FONTI DI TUTTO IL MONDO:
http://www.today.it/mondo/morta-giornalista-turchia.html
http://www.dailymail.co.uk/news/article-2799924/mystery-american-journalist-killed-car-crash-turkey-just-days-claimed-intelligence-services-threatened-coverage-siege-kobane.html
http://www.theguardian.com/media/greenslade/2014/oct/20/journalist-safety-turkey
http://www.globalresearch.ca/the-suspicious-death-of-serena-shim-journalists-under-attack-hypocritical-western-media-remains-silent/5409714
http://www.corriere.it/foto-gallery/esteri/14_ottobre_20/serena-shim-reporter-uccisa-un-incidente-turchia-89e93e92-5841-11e4-9d12-161d65536dad.shtml
http://www.rt.com/news/207563-serena-shim-killed-mystery/
http://www.huffingtonpost.it/2014/10/20/serena-shim_n_6013770.html
http://www.rt.com/news/197512-serena-shim-iran-turkey/
http://www.imolaoggi.it/2014/11/01/scopre-miliziani-isis-che-entrano-in-siria-nascosti-in-camion-onu-uccisa-giornalista/
http://jedasupport.altervista.org/blog/cronaca/giornalista-assassinata-milizie-isis-onu/
https://www.youtube.com/watch?v=q2mUFr29eA8

…un articolo tra i tanti:

Scopre miliziani ISIS che entrano in Siria nascosti in camion ONU. Uccisa giornalista.

Serena Shim  era una giornalista americana di origini libanesi. Lavorava per Press Tv Istanbul. E’ morta, ufficialmente, in un drammatico incidente stradale. 30 anni e madre di 2 figli, dalla Turchia la giornalista realizzava servizi sui combattimenti a Kobani, terza città per grandezza della Siria, che da giorni è teatro di scontri tra le forze militari curde e i djihadisti dello Stato islamico.

Dopo aver terminato un reportage a Suruc, una località turca vicino alla frontiera siriana che accoglie migliaia di rifugiati, la giornalista si era messa in viaggio. Un camion aveva centrato frontalmente la sua vettura e la donna era morta sul colpo. Il cameraman che l’accompagnava è rimasto ferito.

Press TV ha diffuso un messaggio della giornalista, dove questa aveva espresso, pochi giorni prima di morire, il timore di essere arrestata dai servizi segreti turchi, che l’avevano accusata di essere una spia, in quanto sosteneva che il governo di Ankara avesse legami con lo Stato islamico.

serena

Aveva parlato dell’infiltrazione di guerriglieri in Siria attraverso la frontiera turca e in diretta televisiva aveva affermato di avere le immagini di questi miliziani che entravano in territorio siriano, nascosti nei camion di organizzazioni umanitarie e del programma alimentare mondiale delle Nazioni Unite.

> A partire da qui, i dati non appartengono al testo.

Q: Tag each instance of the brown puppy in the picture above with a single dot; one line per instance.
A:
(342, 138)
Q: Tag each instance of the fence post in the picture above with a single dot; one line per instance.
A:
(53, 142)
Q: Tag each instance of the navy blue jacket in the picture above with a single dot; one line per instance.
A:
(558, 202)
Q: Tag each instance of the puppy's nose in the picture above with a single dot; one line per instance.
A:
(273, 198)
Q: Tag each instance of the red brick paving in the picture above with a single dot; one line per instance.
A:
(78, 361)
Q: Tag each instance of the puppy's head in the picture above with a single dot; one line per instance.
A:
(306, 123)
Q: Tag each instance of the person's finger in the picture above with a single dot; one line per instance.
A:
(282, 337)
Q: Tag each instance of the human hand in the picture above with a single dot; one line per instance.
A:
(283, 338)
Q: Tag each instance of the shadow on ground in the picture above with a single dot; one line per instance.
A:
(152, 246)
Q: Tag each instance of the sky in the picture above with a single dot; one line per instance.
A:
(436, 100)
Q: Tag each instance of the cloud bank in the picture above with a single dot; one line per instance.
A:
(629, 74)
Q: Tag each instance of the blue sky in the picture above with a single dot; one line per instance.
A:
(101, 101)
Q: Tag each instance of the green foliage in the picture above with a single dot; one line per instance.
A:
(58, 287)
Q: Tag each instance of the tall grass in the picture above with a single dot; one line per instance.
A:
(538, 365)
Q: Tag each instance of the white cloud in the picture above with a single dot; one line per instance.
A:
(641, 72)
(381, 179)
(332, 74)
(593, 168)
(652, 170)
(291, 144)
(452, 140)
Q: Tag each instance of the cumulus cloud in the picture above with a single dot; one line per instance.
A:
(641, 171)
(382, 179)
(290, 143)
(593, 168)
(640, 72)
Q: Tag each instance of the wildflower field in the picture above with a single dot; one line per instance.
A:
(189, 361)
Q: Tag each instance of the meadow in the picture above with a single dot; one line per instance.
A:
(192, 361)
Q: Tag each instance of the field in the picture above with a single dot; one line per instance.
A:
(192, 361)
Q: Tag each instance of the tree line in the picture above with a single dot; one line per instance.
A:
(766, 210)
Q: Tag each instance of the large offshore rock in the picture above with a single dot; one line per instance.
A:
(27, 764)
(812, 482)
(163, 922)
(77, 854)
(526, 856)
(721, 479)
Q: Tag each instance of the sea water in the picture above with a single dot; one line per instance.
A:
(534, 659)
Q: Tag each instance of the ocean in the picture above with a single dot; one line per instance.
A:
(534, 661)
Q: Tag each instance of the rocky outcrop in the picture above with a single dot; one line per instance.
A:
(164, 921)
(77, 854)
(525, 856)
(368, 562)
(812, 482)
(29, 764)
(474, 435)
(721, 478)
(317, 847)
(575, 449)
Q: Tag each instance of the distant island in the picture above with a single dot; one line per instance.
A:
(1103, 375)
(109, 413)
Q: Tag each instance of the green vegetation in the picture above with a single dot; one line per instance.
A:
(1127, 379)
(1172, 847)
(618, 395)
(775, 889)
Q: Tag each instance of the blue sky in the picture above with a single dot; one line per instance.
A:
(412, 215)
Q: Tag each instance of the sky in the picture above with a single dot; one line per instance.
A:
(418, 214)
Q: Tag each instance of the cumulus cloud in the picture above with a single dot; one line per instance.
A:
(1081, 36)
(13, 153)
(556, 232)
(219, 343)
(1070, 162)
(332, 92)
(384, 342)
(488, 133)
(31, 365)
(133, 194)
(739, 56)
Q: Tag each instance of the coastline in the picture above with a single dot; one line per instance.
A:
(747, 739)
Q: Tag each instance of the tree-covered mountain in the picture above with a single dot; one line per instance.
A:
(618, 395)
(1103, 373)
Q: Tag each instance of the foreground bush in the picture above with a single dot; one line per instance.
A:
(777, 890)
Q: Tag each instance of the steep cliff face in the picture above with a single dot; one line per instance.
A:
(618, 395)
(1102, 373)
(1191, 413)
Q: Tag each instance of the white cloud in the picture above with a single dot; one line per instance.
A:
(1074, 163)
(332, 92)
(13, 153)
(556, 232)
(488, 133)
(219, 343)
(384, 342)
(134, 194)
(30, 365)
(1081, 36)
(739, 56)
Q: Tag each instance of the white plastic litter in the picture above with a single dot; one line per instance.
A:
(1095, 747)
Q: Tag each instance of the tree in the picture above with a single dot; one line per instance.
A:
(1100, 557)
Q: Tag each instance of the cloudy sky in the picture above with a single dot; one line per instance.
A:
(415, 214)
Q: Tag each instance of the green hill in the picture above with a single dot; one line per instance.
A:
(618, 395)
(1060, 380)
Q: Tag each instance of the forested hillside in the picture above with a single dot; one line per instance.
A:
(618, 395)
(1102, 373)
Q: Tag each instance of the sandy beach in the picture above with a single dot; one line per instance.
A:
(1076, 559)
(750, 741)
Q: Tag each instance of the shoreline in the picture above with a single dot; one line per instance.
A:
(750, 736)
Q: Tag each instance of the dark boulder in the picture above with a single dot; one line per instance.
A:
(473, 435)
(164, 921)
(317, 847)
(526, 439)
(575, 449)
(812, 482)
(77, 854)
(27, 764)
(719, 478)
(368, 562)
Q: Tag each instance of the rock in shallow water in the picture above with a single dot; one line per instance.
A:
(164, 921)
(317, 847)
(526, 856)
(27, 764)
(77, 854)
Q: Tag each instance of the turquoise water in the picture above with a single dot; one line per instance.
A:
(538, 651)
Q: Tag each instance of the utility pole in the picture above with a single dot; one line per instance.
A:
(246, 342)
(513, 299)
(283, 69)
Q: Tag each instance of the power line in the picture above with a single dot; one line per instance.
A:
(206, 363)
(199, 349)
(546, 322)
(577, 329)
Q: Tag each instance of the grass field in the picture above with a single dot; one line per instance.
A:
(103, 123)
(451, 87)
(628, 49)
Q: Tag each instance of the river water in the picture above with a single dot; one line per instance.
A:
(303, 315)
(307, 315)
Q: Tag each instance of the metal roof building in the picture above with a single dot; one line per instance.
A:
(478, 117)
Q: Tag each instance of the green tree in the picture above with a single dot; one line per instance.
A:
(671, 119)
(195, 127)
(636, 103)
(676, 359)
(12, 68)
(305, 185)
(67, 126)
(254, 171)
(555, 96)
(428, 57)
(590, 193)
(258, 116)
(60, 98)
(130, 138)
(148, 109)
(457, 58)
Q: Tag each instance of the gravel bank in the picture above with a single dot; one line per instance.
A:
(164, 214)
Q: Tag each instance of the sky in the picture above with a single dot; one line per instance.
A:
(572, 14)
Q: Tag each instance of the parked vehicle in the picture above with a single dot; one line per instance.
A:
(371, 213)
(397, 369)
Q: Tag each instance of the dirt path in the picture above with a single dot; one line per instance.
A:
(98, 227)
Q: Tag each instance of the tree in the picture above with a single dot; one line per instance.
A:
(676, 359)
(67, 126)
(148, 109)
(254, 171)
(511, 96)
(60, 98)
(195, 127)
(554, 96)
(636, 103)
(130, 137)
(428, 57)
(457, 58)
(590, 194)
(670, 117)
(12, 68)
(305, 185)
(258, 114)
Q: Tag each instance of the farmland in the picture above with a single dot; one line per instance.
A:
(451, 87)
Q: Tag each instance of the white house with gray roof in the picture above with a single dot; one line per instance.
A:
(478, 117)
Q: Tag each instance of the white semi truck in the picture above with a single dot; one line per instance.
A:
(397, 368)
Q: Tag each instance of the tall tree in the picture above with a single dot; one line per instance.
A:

Riguardo all’accusa di spionaggio, la giornalista si era difesa : “Sono molto sorpresa di questa accusa. Ho pensato di parlare ai servizi segreti turchi per dir loro che mi limito a fare il mio lavoro. Sono abbastanza preoccupata, perchè in Turchia i giornalisti rischiano facilmente la prigione.”

Il direttore delle informazioni di Press TV, Hamid Reza Emadi, lunedì ha respinto la teoria dell’incidente d’auto : “Pensiamo che il governo turco debba essere considerato responsabile di fronte alla comunità internazionale. Si deve far luce su quanto è davvero accaduto.”